Well, I now feel ready to write the first Reading Roundup post for a long time! I was so worried that the stroke would stop my reading for good. After relying on audiobooks for two months, which don’t feel quite like real books to me, I have managed to read two ebooks. Hooray! I cannot yet read a really real book as, even with glasses, I cannot cope with the size of the text. At least ebooks enable me to adjust the font and its size. I do still find the print even of ebooks quite difficult to follow – web pages seem to have a lot more blank space between paragraphs – but my sight issues appear to be improving still. Phew!
I will tell you about each book I have read, giving you my star rating as log it on the Goodreads website, the blurb (as written on the same site), and my review as uploaded. For the time being, my reviews will probably be quite short until I can get back into the swing of writing again. Also, my book choices will depend on the ebooks that are available to me on Leicestershire Libraries’ ebook site. I find it far more difficult to select books online as I prefer to hold an actual print copy in my hands!
If you look on the right hand side of this “The Librain Retired” site and further down the column, you will see a “widget” that contains the feed from my Goodreads’ account. This shows you the most recent books that I have read, plus my review. If you were to look at this feed on the day I am writing this post, you would see that I had to abandon a fabulous print book – Pierce Brown’s Dark Age – halfway through when I had my stroke. I do hope that I am able to return to it very soon, although I expect that I will have to start again at the beginning as I will have forgotten too much of the complex plot!
So, my first ebook was Stuart MacBride’s The Blood Road, #11 in his Logan McRae series. Here is the blurb:
Some things just won’t stay buried…
Logan McRae’s personal history is hardly squeaky clean, but now that he works for Professional Standards it’s his job to police his fellow officers.
When Detective Inspector Bell turns up dead in the driver’s seat of a crashed car it’s a shock to everyone. Because Bell died two years ago, they buried him. Or they thought they did.
As an investigation is launched into Bell’s stabbing, Logan digs into his past. Where has he been all this time? Why did he disappear? And what’s so important he felt the need to come back from the dead?
But the deeper Logan digs, the more bones he uncovers—and there are people out there who’ll kill to keep those skeletons buried. If Logan can’t stop them, DI Bell won’t be the only one to die…
This is my review:
I love this series. The main characters are brilliantly written to the extent that many of them feel like old friends, and the black humour often makes me laugh out loud. The plotting is clever and usually very, very dark. This book stands well with the rest of the series with some sad, scary moments leavened with amusing touches. Even though there have been a lot of books, the author continues to write at a very high standard. Highly recommended.

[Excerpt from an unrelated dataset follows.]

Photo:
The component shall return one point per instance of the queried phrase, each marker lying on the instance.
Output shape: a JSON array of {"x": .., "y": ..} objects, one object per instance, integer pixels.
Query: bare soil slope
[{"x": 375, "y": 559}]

As you can see, I am trying out a different way of linking my review! Let me know if you have any issues with this, please.
My second ebook of the week was Gallows View by Peter Robinson, #01 of his Inspector Banks series. This is the blurb:
A Peeping Tom is frightening the women of Eastvale; two glue-sniffing young thugs are breaking into homes and robbing people; an old woman may or may not have been murdered. Investigating these cases is Detective Chief Inspector Alan Banks, a perceptive, curious and compassionate policeman recently moved to the Yorkshire Dales from London to escape the stress of city life. In addition to all this, Banks has to deal with the local feminists and his attraction to a young psychologist, Jenny Fuller. As the tension mounts, both Jenny and Banks’s wife, Sandra, are drawn deeper into the events. The cases weave together as the story reaches a tense and surprising climax.
I only finished this yesterday, so I have just written this quick review:
There were some good points about the book: the actual storyline was interesting, with three strands woven together and the setting was well described. These are what kept me reading. It was so obvious that this book was written in the 1980s – in fact the general attitude to women felt like something fuelled by Benny Hill! The sexism was awful with female characters being stereotyped in such crude ways. Mind you, the males were not much better.
I may try to read one of the more recent books in the series, with the hope that the author has developed beyond the porcine Neanderthal that he shows himself to be in this book, but I am not sure if it is worth my time!
Well, I hope that you have enjoyed my return to sharing my reading.